Reconhecido na indústria e com uma grande bagagem de veterano, Romero se recusou a alterar seu roteiro e acabou demitido. Anos depois, Romero falaria pela primeira e única vez sobre os trabalhos com Resident Evil. Segundo ele, seu argumento chegou a ser aprovado pela Capcom, mas sucumbiu sob a influência de produtores que, segundo ele, nunca haviam jogado um game da série e não tinham a menor ideia do que estavam fazendo com a franquia.
O que tivemos, então, foi a hexalogia liderada por Paul Anderson, uma série de filmes com tantos furos de roteiro quanto cenas de ação, mas que entregou exatamente aquilo que a Constantin Films queria.
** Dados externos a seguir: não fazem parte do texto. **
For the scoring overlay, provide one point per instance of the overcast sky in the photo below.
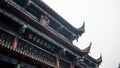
(102, 25)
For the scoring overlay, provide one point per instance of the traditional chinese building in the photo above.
(32, 35)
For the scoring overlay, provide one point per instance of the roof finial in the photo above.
(87, 50)
(82, 28)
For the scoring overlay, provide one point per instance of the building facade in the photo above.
(32, 35)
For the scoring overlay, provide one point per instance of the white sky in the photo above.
(102, 19)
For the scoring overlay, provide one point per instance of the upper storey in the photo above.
(50, 19)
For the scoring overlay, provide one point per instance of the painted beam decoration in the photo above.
(32, 37)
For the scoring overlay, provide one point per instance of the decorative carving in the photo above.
(44, 20)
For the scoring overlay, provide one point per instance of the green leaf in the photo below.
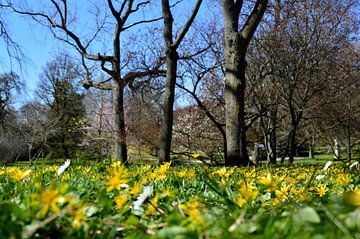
(307, 214)
(132, 221)
(171, 232)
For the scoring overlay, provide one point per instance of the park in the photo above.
(179, 119)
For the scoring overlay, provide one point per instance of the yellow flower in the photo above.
(195, 155)
(222, 172)
(321, 189)
(115, 182)
(269, 183)
(190, 174)
(163, 169)
(182, 173)
(353, 197)
(248, 192)
(161, 172)
(152, 206)
(240, 201)
(168, 192)
(19, 175)
(50, 198)
(135, 190)
(78, 216)
(192, 209)
(120, 201)
(343, 179)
A franquia se tornou um dos maiores sucessos de bilheteria de sua distribuidora, a Sony Pictures, rivalizando até mesmo com nomes como o Homem-Aranha.
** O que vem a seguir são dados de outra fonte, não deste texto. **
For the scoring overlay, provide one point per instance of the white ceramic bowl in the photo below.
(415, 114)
Anos depois de todo o entrevero, o roteiro do filme de Resident Evil que seria produzido por Romero vazou na internet, coincidentemente ou não, pouco antes do lançamento do primeiro longa de Anderson. A perda, aqui, foi sentida mais pela influência de um grande diretor sobre a franquia consagrada, já que a história, em termos de fidelidade, era tão distante dos games quanto a que se tornou realidade. Nunca saberemos, mas a noção é que teríamos, no final, um bom filme de zumbis, mas também uma péssima adaptação dos games.
É exatamente o que não pode ser dito dos comerciais criados por ele em 1997, eles sim, representando um grande trabalho. Exibidos somente no Japão nos meses que antecederam o lançamento de Resident Evil 2, no começo de 1998, os reclames são uma triste lembrança daquilo que poderia ter sido, mas, infelizmente, não foi.